For the Love of Laundry

There is something about the Lenten season that calls us to confess our faults as well as our deepest loves. The love that I confess is one for laundry. I have a sneaky suspicion that some of you may snicker at these words. I fully expect at least one of you to ask me (jokingly?) if I’d like to take on your loads of laundry!

The Quotidian Mysteries: Laundry, Liturgy, and Women’s Work by Kathleen Norris is not a how-to guide on laundry itself but rather a reflection on how seemingly mundane tasks like laundry can draw us deeper into the mystery of God. Norris calls us to rethink household “chores” as opportunities for worship.
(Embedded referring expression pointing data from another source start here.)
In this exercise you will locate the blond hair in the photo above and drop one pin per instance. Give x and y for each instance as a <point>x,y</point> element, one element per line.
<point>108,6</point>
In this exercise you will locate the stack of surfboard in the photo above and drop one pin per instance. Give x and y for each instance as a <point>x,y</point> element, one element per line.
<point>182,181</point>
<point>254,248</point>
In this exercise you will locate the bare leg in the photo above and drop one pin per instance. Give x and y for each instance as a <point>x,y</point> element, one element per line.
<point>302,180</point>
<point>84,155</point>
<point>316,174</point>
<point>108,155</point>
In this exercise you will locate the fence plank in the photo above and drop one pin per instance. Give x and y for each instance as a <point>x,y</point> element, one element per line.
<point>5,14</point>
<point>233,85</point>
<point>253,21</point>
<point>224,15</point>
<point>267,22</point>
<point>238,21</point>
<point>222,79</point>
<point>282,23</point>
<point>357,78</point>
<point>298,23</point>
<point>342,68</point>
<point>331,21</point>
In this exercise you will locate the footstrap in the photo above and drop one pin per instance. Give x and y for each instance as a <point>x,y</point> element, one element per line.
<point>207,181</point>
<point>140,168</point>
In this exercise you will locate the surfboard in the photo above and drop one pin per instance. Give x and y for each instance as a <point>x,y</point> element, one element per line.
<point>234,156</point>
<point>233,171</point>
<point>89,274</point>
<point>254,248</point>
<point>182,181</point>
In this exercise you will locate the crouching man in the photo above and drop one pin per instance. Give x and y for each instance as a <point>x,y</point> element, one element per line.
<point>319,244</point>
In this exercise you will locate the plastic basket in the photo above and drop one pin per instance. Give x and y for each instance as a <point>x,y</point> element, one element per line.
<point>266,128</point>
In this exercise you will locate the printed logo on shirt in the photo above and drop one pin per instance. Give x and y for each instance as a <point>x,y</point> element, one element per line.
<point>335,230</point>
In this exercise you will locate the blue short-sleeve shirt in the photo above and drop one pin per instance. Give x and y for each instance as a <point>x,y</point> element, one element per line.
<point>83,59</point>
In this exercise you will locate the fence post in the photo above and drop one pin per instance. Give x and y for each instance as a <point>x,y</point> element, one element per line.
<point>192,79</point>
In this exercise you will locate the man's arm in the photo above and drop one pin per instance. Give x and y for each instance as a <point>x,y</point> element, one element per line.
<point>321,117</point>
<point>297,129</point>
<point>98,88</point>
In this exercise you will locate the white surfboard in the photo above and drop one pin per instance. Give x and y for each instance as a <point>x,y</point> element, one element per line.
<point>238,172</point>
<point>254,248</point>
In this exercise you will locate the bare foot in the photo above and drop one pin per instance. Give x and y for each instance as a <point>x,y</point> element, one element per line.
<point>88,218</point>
For years, the “work” of laundry on Saturday has helped prepare me for worship on Sunday morning. The sorting. The cleaning out of pockets. The measuring of the detergent. The waiting for silence as the machines’ whirrs fade. What soothes me the most is the folding: shaping disfigured cloth into four-sided figures. From a pile of disorder, order emerges. From chaos comes separation of lights and darks. Every load of laundry is an invitation to experience the creation story. I try not to live in bondage to the laundry but rather live into the freedom it offers.

The Lenten season invites us toward the freedom Christ offers not only in his death and resurrection but also in the journey towards that victory. On his way to the cross, Jesus dealt with a lot of “menial” tasks. He literally got his hands muddy to heal a blind man. He scrubbed his friends’ feet. He approached the unapproachable lepers. Now is a perfect opportunity to look at the everyday and ordinary tasks as opportunities for prayer and new life.